Так. Ну как же можно пожить два-три дня рядом с Полотняным сыщиком — и самой не увлечься сыском! Теперь пойдут всё новые домыслы, у жителей Южного города воображение богатое…

— Может, и так, — сдержанно отвечает младший советник. — Но поговаривают, что это демон иной породы. Не когтистый, а дух мертвеца. Монаха одного, который много лет назад тут утопился. Не слышала ничего про такого Авабо?

Девица хлопает глазами:

— Но ведь Авабо-то не утопился! — и спохватывается: — Ой.

— Ну-ка, ну-ка.

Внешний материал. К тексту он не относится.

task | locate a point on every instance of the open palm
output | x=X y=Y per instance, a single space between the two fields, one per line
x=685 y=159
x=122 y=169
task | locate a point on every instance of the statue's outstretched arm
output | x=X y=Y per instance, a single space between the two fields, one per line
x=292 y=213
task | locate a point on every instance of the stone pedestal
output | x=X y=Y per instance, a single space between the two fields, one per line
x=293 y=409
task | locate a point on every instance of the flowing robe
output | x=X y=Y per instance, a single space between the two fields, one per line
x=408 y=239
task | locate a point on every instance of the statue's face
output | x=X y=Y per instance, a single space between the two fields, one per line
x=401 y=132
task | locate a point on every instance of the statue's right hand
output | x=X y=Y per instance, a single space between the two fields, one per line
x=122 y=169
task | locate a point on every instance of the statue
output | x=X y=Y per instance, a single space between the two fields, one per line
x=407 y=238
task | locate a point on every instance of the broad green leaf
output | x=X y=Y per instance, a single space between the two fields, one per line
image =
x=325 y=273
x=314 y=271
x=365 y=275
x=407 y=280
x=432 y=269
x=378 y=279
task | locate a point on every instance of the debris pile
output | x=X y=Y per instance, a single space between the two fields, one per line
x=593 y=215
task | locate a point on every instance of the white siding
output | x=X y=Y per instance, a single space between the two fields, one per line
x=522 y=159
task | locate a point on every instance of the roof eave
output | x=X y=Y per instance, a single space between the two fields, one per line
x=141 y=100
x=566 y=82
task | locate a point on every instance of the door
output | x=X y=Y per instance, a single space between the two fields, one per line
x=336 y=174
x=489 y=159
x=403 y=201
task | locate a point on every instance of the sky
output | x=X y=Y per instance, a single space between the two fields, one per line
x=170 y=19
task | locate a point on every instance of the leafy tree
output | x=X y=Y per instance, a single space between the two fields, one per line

То есть это мне голову морочили насчёт утопленника?

— Да я не хотела тебе голову морочить, господин, я вообще ещё о тебе не слыхала тогда ничего!

— Когда — тогда?

— Ну, лет этак четырнадцать-пятнадцать назад, наверное. Мне тогда где-то семь было.

— Тогда рассказывай. Всё равно — дело прошлое. Особенно если этот монах демоном не сделался.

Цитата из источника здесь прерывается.